ゆあれちゃんはニコニコとそれを眺めてから、ふう!と大きく息を吐いた。それでだんだん、影たちは薄れ始めた。
「本には、こーんなにたくさん、時代が詰まってるのに。私たち妖精を図書館から連れて行けるのは、今生きている人だけだなんて! 無理無理、そんなの絶対無理だよぉ〜……って思っちゃう。蔦子ちゃん、思わない?」
「……」
私やゆあれちゃんのような図書館の妖精は、真夜中の誰もいない開架書庫で、本を開く。本の中の物語を取り込むと、瓶にインクが溜まる。瓶というのは、私たちがひとりひとつ持っているネックレスにぶら下がっているもので、形や大きさがそれぞれ違う。インクがいっぱいに溜まると、それは「幸運のインク」と呼ばれる、書く人に特別な力を与えるものになる。たまたまその時、物書きと縁があれば、そのインク瓶を渡して図書館を出ることができるのだ。
今や本の思い出の影たちは、すっかり消えてしまった。ゆあれちゃんはまた大きなため息をついて、ごろりと仰向けになった。襟元の大きな水色のリボンがひっくり返って、頬にぶつかっている。

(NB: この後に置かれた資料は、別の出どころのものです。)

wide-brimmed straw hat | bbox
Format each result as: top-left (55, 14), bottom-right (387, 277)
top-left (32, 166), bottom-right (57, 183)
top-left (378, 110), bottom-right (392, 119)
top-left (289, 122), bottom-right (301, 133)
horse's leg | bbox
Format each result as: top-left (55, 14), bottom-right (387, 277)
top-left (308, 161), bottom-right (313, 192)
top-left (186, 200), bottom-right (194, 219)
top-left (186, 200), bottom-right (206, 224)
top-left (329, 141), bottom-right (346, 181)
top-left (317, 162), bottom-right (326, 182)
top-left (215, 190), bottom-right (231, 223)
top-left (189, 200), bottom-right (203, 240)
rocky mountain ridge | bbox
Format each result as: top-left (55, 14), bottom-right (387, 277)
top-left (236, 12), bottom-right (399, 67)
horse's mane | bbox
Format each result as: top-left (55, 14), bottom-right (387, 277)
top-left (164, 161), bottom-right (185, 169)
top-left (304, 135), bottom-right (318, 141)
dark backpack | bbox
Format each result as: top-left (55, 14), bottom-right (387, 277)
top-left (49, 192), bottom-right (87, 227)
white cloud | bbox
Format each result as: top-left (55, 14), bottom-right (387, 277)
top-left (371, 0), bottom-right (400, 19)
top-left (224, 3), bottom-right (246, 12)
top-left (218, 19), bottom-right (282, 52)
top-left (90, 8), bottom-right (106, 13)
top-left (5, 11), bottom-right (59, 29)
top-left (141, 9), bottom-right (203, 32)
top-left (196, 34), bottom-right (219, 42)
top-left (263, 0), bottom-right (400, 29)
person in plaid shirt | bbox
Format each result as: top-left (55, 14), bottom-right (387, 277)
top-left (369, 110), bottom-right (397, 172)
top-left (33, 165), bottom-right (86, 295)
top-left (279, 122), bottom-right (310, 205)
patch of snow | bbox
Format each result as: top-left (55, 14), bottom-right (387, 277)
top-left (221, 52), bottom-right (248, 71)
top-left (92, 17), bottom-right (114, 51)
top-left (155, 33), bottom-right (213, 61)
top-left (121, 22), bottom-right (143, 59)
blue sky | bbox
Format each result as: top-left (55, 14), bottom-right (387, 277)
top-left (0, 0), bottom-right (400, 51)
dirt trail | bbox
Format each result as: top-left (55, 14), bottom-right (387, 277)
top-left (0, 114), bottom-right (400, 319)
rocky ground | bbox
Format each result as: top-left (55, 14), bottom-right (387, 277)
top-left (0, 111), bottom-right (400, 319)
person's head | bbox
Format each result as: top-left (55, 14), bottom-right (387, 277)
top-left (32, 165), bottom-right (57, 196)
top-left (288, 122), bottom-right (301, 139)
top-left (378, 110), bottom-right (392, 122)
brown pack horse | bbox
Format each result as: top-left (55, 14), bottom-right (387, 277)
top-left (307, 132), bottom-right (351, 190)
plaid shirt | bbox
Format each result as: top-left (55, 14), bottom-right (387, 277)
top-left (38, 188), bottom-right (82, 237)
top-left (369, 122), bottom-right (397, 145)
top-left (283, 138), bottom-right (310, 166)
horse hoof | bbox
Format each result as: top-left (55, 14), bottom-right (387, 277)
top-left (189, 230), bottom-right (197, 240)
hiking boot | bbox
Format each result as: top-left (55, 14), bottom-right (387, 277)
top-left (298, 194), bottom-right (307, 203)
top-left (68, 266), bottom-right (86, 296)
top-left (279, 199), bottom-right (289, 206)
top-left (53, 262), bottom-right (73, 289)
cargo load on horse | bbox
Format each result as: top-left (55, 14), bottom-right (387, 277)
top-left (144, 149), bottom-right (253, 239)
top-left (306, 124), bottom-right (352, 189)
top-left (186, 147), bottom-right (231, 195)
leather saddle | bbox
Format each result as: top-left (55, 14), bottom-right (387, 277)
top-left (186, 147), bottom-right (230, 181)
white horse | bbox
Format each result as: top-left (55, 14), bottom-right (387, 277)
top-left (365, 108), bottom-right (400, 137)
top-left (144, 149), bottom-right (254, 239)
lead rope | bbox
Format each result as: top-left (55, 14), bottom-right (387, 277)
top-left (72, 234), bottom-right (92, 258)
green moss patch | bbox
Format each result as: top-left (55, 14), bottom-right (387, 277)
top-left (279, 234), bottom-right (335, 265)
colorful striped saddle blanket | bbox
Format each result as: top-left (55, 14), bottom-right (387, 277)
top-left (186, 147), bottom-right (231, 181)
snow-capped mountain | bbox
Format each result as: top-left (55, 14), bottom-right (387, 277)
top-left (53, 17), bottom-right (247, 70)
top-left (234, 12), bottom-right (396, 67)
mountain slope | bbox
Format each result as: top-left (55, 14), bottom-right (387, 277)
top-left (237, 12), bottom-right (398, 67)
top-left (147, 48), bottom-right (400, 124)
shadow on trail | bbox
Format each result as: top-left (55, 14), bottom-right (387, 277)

「あ〜あ、なんであたしのインク瓶、こんなにちっちゃいのかな〜。これじゃ欲しい人、いないよ〜」
その手がネックレスからつまみ上げたインク瓶は、小指ほどの大きさで、つららを折り取ったみたいに鋭く細長い。八割がたインクが満ちていて、ほの明かりの中で黒く見えた。でも、太陽の下でなら、また違う色になるのだと、私は聞き知っている。
「私は、ゆあれちゃんのインク、好き」
「ん〜、ありがと!」
ゆあれちゃん自身は、つまんない色、と嘆くけれど、褒めると素直に喜んでくれる。ずるずると身を起こして、髪を手櫛で整えると、よし、と短く気合いの声を出した。
「じゃあ、夜明けまで、がんばろうっ」
「うん」
ゆあれちゃんはカウンターのすぐ前にある新着本の棚に向かった。子どもたちの夏休みが終わる頃で、自由研究や昆虫採集の本は姿を消し、栗とさつまいものお菓子レシピ本だとか、根気の要る手芸本だとかが並んでいた。私は少し奥に入って、新聞ラックから一番手前のものを抜き出した。その日の全ての新聞の、全ての頁を読むようにしている。閲覧台に広げた紙面に、ベルベットのドレスの袖の黒いレースが、なり損ないの文字のような淡い影を落とした。
時折面白い発見を告げ合いながら私たちは、海の向こうから日が昇る頃まで、頁を捲っていた。いつもみたいに。